Cada pequena caixa azul tinha um símbolo branco que representava os objetos que estavam dentro dela: ao mesmo tempo uma chave e uma arma parecida com uma pistola. Nem todas as pessoas seguravam a caixa, mas a verdade é que todos a possuíam. Usá-la era uma escolha e os aventureiros notaram isso quando conseguiram entrar naquela espécie de templo.

No centro do lugar tinha uma máquina que atendia um por um. Se a pessoa escolhesse usar a chave era sinal de que ela queria dizer algo positivo. Falando, ela se confessava ao sistema que gravava o registro de cada pessoa. Se a pessoa não estivesse com a caixa ela simplesmente entrava na máquina para ver algumas das histórias registradas escolhidas pelo próprio sistema.

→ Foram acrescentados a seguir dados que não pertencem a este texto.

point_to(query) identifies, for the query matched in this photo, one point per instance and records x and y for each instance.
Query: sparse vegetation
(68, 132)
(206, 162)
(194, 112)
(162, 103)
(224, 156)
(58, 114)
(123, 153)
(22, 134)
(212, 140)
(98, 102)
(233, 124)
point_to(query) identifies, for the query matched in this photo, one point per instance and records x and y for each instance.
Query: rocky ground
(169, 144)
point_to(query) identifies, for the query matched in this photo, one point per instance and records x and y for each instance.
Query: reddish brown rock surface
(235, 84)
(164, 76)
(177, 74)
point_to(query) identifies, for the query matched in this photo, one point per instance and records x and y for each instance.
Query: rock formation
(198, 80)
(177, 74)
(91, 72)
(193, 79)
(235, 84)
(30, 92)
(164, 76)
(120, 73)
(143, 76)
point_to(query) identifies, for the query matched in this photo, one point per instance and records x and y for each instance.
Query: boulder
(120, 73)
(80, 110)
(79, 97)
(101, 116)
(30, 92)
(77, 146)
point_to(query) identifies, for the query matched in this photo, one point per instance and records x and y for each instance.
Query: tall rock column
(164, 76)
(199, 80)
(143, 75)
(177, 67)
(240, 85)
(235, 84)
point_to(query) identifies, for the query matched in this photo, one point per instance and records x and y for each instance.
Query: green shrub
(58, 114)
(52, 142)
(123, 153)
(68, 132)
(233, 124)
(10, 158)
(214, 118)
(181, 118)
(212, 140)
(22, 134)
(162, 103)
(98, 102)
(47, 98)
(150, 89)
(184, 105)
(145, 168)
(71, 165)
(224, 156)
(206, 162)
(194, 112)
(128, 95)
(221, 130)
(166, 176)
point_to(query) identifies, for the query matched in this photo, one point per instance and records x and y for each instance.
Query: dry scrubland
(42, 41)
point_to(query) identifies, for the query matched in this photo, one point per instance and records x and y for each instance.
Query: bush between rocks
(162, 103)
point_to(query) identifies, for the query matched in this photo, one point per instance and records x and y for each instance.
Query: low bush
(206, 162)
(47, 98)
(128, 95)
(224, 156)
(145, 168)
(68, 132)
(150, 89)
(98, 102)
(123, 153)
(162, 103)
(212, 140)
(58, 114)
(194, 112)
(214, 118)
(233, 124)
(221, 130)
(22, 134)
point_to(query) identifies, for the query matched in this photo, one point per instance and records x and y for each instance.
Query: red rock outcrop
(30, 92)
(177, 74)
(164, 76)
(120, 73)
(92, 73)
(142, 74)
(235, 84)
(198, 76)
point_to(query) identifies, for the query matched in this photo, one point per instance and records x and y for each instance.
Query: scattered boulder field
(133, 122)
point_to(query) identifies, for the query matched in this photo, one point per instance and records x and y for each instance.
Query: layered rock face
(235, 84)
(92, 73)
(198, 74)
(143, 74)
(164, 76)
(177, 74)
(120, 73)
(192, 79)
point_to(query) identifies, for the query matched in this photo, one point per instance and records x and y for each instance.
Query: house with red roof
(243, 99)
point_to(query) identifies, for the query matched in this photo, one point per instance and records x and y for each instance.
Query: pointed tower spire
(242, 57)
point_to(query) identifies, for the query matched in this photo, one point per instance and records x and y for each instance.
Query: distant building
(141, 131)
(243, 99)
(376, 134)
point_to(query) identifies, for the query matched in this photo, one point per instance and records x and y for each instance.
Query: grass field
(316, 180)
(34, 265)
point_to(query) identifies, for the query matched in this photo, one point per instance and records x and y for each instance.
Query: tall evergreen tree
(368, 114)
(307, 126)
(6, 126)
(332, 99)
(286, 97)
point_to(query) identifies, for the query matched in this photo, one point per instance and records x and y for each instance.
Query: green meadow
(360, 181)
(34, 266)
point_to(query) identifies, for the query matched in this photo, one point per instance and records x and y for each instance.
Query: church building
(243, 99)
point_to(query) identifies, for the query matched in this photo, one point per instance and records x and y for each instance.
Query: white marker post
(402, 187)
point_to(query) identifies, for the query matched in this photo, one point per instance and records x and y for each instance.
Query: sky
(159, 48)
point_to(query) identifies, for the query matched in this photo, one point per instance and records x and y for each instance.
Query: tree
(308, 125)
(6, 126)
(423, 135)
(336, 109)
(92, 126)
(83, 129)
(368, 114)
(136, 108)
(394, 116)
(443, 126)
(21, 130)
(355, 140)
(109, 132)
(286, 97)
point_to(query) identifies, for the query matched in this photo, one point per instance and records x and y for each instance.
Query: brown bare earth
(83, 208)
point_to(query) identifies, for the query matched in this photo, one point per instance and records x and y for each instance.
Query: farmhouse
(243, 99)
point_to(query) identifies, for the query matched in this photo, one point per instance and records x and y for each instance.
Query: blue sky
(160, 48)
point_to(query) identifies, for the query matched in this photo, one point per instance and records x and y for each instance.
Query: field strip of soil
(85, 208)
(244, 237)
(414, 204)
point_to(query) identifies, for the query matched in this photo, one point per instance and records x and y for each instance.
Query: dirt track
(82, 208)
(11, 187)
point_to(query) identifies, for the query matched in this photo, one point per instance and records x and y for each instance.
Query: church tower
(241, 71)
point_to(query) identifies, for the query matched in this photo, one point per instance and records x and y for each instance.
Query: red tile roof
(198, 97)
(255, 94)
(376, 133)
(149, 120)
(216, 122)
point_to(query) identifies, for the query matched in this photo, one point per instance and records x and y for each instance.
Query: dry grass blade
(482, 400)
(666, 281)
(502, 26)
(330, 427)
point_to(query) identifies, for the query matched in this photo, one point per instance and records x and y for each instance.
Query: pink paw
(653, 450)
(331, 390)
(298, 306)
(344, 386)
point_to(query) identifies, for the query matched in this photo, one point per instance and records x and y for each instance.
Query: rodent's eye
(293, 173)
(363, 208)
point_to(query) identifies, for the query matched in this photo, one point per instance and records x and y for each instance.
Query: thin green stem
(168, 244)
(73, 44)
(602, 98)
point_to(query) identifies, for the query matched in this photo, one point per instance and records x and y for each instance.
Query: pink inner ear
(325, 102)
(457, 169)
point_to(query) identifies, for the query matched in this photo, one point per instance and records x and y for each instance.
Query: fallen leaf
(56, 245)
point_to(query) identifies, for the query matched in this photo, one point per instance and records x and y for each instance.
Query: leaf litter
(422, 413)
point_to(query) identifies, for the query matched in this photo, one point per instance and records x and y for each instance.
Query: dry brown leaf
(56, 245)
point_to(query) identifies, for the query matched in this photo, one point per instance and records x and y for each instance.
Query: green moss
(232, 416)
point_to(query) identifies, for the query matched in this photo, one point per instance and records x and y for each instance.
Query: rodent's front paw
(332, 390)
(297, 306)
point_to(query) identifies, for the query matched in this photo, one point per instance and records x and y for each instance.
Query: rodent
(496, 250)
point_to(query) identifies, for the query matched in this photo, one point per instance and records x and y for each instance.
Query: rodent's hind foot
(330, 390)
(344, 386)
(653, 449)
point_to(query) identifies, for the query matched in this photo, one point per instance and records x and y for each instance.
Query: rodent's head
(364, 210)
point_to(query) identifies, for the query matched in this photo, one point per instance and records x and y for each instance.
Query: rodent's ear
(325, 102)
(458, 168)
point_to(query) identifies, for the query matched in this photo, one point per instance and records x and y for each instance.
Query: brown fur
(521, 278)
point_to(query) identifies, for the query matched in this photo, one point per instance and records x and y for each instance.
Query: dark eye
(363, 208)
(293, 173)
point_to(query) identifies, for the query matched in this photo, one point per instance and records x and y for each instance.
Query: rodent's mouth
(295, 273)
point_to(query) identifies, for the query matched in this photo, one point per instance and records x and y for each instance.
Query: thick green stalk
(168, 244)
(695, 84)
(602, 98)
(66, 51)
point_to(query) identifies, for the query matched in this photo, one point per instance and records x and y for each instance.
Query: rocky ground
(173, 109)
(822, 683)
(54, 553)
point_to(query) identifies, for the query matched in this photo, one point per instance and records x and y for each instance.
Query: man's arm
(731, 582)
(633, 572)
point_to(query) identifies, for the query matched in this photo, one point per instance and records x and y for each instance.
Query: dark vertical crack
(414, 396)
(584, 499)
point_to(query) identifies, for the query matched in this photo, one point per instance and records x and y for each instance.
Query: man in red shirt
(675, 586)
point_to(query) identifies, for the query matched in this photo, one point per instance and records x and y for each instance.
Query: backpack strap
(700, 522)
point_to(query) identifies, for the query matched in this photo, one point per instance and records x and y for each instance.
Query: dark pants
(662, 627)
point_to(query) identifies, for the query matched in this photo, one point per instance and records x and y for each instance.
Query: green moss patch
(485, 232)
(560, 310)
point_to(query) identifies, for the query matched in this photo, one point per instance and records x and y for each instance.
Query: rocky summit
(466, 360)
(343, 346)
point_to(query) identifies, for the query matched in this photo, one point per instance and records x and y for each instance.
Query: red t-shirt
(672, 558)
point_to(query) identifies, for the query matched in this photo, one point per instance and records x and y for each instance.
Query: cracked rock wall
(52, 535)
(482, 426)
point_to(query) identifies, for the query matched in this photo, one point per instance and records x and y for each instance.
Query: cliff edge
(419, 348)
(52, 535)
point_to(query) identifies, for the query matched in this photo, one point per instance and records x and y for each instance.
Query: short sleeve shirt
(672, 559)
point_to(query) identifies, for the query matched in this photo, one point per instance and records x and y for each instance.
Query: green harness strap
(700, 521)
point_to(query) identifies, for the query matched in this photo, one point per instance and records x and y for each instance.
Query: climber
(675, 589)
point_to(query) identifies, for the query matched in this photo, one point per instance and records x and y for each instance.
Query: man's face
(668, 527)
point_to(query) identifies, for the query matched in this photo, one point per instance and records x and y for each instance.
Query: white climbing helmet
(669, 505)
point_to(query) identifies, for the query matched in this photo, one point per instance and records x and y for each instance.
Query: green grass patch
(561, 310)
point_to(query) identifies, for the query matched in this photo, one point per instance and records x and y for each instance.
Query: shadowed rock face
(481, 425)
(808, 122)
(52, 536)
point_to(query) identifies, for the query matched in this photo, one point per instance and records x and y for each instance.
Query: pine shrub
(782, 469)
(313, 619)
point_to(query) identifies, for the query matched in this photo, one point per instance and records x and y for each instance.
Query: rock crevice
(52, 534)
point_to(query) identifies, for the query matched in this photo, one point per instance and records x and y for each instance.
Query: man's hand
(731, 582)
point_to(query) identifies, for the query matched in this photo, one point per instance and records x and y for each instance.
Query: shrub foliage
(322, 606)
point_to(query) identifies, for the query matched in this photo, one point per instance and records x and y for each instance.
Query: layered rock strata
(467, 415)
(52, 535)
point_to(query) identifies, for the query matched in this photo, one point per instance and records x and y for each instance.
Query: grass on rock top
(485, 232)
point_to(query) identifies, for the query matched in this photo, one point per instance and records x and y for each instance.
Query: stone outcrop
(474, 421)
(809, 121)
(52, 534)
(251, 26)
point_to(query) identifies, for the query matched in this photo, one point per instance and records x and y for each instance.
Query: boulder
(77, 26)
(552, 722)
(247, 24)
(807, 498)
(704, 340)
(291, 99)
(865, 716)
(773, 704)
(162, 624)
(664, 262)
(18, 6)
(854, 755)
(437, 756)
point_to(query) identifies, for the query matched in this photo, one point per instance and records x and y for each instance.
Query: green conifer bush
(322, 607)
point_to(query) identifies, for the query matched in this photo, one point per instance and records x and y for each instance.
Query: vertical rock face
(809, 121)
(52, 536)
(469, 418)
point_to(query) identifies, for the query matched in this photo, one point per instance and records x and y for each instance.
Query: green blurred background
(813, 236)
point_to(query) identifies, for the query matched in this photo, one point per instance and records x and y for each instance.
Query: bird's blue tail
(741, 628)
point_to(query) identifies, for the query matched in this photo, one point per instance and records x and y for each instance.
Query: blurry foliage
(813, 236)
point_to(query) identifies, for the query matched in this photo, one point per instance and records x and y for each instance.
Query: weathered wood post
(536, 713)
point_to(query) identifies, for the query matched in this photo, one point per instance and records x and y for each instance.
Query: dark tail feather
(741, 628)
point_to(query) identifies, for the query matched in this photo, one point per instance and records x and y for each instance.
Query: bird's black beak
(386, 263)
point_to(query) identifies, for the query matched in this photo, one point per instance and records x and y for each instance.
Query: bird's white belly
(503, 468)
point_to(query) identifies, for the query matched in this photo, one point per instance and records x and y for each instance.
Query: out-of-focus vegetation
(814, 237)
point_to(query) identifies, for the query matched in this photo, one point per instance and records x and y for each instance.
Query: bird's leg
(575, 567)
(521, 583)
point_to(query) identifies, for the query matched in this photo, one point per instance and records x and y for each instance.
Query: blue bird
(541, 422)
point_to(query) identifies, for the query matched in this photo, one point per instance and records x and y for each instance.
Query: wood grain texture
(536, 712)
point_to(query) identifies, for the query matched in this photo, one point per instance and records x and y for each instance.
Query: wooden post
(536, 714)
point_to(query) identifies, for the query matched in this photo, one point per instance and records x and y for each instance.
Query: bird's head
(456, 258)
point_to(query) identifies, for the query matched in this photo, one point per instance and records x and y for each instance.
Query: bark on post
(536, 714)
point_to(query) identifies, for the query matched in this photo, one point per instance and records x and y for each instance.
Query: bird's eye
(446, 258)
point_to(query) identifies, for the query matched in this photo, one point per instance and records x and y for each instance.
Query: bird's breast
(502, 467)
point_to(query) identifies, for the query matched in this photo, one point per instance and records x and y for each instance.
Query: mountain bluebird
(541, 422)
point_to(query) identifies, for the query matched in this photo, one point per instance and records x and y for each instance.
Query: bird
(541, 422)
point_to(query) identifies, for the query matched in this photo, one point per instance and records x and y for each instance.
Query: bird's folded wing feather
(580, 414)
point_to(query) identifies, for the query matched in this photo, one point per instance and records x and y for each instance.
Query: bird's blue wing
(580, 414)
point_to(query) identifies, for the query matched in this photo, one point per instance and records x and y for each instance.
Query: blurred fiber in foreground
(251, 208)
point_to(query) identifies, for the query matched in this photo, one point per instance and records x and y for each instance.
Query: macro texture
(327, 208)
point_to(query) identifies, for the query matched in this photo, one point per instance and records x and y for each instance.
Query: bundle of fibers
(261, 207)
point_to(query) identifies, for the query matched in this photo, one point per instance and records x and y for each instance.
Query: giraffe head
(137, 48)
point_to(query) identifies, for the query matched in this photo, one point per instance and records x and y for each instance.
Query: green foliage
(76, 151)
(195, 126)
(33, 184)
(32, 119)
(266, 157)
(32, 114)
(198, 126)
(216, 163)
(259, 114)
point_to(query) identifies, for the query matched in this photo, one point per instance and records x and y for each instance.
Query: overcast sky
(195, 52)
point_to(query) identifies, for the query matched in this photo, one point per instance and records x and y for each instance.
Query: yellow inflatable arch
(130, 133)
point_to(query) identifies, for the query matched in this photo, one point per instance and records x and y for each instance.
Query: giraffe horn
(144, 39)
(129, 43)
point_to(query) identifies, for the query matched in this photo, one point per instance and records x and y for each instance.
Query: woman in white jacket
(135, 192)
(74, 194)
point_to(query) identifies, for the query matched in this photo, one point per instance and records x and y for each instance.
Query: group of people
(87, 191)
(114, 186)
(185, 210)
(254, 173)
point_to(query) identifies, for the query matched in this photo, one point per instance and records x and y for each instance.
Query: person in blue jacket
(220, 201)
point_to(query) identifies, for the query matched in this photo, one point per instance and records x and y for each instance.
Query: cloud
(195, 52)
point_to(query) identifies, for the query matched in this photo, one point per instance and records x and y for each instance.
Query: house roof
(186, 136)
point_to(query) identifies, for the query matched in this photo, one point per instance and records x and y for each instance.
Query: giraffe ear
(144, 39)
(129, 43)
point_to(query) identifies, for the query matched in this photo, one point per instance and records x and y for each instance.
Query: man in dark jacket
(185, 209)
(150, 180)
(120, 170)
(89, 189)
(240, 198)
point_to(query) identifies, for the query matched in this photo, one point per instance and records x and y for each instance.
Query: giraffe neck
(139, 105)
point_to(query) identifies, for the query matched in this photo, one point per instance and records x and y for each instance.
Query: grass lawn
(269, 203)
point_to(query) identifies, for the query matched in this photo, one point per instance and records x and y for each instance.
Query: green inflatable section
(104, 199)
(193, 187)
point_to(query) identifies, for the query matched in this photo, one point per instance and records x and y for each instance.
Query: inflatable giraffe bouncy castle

Naquele primeiro dia dos aventureiros ninguém quis usar a arma e eles demoraram a entender que ela representava a saída da pessoa, uma espécie de suicídio. Os três viajantes não entenderam quantas pessoas usaram e por quê, mas certamente não parecia ser algo comum.

Tudo isso foi deduzido pelos três que, apesar de nada entenderem da língua local falada na máquina, conseguiram se comunicar com gestos de maneira bastante eficaz. Naquela primeira vez eles ganharam uma caixa cada um, pois parecia ser uma obrigação de quem estava na ilha.

Os dóceis habitantes do local mostraram aos novatos como conseguiam e dividiam comida e habitação. Era uma espécie de comunidade livre e utópica, daquelas que em teoria parecem perfeitas, mas impossíveis na prática. No entanto, o que se revelava na máquina era tão intenso e perturbador que mantém viva a imperfeição da natureza.